Meeting the LLM in the middle

So we stop competing with frontier labs on the orchestration loop, and we ask a different question: what does a frontier agent actually need from us in order to operate inside our platform?

Really, it comes down to two things. The first is niche, domain-specific context the model wasn’t trained on — the shape of our data, the conventions of our product, the assumptions a seasoned user would carry into any task without thinking about them. The second is a way to act — to retrieve information, mutate state, and move things through our system on the user’s behalf.

The first ships as Agent Skills. The second ships as an MCP server. Together, that’s a kit.

I won’t go into depth on the two here, as there are plenty of resources online on them (DataBricks AI Dev Kit is a good example). The natural objection: skills and tools are the 2026 fad, and what happens when the fad passes?

Improving the resources we hand the agent also improves our entire tech stack. Good skills come from clear, concise documentation, which is exactly what our human developers and our platform’s consumers already need. Good tools come from APIs with sharp contracts and expressive parameters, which every downstream client — human or agent — benefits from. If the agent interface fad dies tomorrow, what’s left is better docs and better APIs—improvements worth making regardless.

Your platform is the moat

Months into building our own harness, we realized the orchestration layer was never our value center. IBM’s data platform was. The agent was just a new entrypoint for smoother and smarter access to existing platform capabilities.

Software patterns are what frontier labs are training their models to absorb. What actually differentiates our platform — the way we shape our customers’ data, the compliance boundaries of our domain, the conventions our users have built up over years of working with our product — isn’t on the internet for a model to learn from. We want our offerings to be empowered by the next model release, not be scared of being made redundant.

By piggybacking agent clients, we could stop defending the orchestration layer where we had no competitive advantage, and instead pour that same effort back into the domain where we genuinely do.

When owning the harness is the right call

There are teams for which this argument doesn’t apply, and they’re worth naming.

If you’re training your own model, or competing as a model provider, you need tight coupling between the model and the loop it runs inside — there, the orchestrator is the product.

Less obvious is the case where you have hard latency or cost requirements that demand loop-level optimization, or highly specialized approval gates that can’t tolerate LLM judgment in the hot path.

But even in those cases, “strict requirements” doesn’t automatically translate to “custom harness.” MCP elicitation lets a server request approval or clarification from the user in the middle of a tool call. MCP tasks let long-running operations report status back asynchronously, so the agent can react when work completes. Not every client supports these yet, but they will, and the shape of what you can accomplish without owning the loop keeps expanding.

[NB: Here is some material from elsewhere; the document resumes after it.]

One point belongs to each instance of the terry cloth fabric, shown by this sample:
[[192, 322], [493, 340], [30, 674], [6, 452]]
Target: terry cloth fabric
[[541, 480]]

With features like these landing steadily and conferring orchestration benefits for free, the more durable default is extending existing agents rather than building in parallel to them.

Where the hours compound

Now we direct our engineering efforts into what’s only ours to build: APIs, SDKs, platform capabilities that no outside team can sharpen for us.

And what strikes me, looking back on the months we spent otherwise, is how differently the same hour of work behaves depending on which side of this line it falls on. An hour spent on the orchestrator bought us something that decayed as the model improved, whereas an hour spent on the platform underneath buys something whose value the next model only deepens.